Reed traveled more than 6,000 miles to take her dog, named Harrison, to Dr. Caryn Plummer, the UF veterinary ophthalmologist she had found online after a longtime friend and veterinarian, Dr. Steve Atwood of Massachusetts, recommended she take the dog to a specialist. But there are no board-certified ophthalmologists in Alaska, Reed said, aside from one specialist who visits an Anchorage clinic periodically when the patient load warrants his trip.

“Harrison deserved more than that,” Reed said. She searched the Web until she came across the UF College of Veterinary Medicine’s website and found Plummer’s bio. She liked what she saw and what she read, noting that like her father, Plummer was a Yale graduate.

“She has a kind face,” Reed said of Plummer. “I emailed her and within 15 minutes, Dr. Plummer emailed me back a compelling and compassionate response, providing an overview of UF’s procedures with veterinary students and residents, and what Harrison could expect. I was thoroughly impressed by her scope of relevant questions and ethical considerations.”

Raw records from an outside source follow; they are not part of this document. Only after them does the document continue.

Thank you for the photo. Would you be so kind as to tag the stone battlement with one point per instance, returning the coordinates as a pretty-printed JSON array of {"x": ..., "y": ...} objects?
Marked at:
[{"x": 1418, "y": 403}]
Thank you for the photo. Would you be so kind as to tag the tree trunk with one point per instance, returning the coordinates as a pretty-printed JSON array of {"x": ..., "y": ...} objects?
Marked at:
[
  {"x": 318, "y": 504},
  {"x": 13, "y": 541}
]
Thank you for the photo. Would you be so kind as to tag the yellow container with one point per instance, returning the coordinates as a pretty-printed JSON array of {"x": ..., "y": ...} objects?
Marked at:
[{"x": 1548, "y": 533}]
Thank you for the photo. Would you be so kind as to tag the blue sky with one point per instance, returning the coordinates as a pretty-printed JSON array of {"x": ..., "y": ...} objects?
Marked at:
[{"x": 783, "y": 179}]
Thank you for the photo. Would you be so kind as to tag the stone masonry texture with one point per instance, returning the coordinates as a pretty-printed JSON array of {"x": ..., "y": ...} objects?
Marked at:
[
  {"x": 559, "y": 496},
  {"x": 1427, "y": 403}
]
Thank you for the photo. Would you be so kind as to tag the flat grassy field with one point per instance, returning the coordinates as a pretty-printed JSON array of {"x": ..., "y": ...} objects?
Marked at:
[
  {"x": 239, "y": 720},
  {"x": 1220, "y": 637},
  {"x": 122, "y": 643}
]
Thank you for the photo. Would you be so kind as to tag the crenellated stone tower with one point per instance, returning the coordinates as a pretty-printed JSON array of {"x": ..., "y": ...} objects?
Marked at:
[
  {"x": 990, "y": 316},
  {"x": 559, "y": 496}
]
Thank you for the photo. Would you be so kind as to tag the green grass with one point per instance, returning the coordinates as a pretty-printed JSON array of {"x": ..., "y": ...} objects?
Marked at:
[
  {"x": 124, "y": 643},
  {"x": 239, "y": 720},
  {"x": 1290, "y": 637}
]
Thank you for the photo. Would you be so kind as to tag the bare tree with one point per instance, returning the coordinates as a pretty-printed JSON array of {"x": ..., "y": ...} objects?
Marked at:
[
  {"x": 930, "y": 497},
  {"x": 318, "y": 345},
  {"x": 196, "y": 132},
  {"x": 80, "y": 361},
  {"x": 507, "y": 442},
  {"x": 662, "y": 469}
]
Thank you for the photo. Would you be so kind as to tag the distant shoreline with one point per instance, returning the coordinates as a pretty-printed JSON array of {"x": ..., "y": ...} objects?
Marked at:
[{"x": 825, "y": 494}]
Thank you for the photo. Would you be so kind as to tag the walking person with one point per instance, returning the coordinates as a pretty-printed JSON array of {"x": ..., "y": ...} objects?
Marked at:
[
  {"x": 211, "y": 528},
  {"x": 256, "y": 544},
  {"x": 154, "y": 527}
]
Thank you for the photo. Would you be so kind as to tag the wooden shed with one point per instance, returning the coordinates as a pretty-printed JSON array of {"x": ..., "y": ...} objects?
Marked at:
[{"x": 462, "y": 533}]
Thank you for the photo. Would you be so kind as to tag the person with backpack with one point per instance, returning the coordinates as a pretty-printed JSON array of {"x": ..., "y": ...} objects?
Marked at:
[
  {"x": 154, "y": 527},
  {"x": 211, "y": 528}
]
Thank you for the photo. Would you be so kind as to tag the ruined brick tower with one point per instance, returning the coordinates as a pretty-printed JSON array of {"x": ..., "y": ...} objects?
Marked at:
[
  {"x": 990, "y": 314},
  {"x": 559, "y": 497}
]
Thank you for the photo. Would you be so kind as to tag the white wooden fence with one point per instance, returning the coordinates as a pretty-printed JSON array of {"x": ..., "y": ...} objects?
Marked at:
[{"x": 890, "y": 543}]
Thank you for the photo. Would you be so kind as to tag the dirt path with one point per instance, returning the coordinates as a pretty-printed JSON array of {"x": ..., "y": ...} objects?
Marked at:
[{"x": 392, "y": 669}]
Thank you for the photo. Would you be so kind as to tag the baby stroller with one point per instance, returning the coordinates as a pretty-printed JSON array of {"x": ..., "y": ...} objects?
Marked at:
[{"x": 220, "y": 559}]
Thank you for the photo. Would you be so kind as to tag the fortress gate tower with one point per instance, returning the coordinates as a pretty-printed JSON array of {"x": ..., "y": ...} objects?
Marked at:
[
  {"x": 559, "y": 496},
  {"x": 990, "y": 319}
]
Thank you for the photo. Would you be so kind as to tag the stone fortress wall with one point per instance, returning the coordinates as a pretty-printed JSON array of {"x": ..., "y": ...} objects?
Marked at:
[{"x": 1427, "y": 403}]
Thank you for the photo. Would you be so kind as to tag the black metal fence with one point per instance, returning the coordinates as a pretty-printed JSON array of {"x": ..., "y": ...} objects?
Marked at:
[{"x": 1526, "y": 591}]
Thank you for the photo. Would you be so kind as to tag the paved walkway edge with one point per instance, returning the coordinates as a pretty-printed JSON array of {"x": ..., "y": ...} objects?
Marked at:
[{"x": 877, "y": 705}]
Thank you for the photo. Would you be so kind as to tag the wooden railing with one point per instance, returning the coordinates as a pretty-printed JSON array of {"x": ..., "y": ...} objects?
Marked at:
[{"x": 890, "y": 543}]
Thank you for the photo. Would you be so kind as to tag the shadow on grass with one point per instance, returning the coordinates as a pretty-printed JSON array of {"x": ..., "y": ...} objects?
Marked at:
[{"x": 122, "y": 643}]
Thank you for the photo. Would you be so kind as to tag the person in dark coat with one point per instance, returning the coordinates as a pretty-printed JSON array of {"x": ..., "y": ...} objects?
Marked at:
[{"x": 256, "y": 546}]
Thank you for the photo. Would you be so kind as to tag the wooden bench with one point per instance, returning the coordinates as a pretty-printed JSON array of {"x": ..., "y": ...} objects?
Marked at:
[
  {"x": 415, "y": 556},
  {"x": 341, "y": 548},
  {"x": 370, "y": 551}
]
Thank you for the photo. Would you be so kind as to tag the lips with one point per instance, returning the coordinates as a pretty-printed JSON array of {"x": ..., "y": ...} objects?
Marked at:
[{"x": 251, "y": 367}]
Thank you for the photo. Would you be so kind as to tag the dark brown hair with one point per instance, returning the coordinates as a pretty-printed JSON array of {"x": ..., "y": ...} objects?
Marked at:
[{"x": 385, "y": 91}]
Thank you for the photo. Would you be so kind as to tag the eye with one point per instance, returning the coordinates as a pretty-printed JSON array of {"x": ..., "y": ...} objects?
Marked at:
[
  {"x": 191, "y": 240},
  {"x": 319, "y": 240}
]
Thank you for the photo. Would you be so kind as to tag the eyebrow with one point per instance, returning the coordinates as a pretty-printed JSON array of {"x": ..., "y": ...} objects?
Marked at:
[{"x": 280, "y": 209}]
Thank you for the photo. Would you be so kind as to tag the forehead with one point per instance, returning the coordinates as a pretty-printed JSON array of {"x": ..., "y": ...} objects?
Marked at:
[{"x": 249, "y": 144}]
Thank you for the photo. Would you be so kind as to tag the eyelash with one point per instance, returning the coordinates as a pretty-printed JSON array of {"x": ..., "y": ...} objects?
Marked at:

Reed added that when they spoke by phone, Plummer introduced herself simply as Caryn Plummer, without her doctor’s title.

“She was very unassuming and listened carefully to everything I told her. Almost immediately I felt at ease. She inspired my trust.”

Plummer told Reed, who was planning a trip to Florida to see her father in West Palm Beach, that there were other board-certified veterinary ophthalmologists closer to where her father lived.

“After we spoke, I knew Harrison and I were going to Gainesville,” Reed said. “Harrison is my best friend, and I want the best possible care for him.”

She scheduled the appointment for early February.

“We were received with such a warm welcome and with integrity each step of the way,” Reed said.

Heather Reed with Harrison on the beach in South Florida

Heather Reed with Harrison, who has now almost fully recuperated from his eye injury, on the beach in Ft. Lauderdale the day they arrived in Florida and just prior to their visit to UF’s Small Animal Hospital. (Photo courtesy of Heather Reed)

Harrison’s injury was caused by a bite wound from another dog, which created a large amount of swelling around the eye area and tore an area where he recently had undergone a surgical procedure. Despite initial treatment from an emergency veterinarian in Alaska and a homeopathic veterinarian subsequently, Harrison’s right eyelid was droopy for weeks and she didn’t know the extent to which that eye was functional. For a long time, she had to lift his right eyelid in order to even see the eye, and wondered if anything more could be done to help him.

“We evaluated Harrison and determined that the eye was normal and visual,” Plummer said. “There is some strabismus, meaning the direction of the eye’s glance is deviated a little bit, due to scarring, but nothing needs to be done to address it.”

Reed said Plummer told her that Harrison’s eyes were “functionally perfect.”

After all Harrison had been through, to have an eye specialist make this assessment gave Reed a huge sense of relief.

“We didn’t actually do anything for him except provide his mom with some answers and, I hope, some peace of mind,” Plummer said.

“In the constellation of veterinarians you have there at UF, Dr. Plummer is one bright star,” Reed said. “Her ophthalmology team was simply wonderful. Everyone was so kind and showed such good listening and communication skills.”

She said Harrison was handled “gently and patiently and with such loving kindness” and that she wanted to thank the people at UF for creating a “synergistic environment where learning thrives.”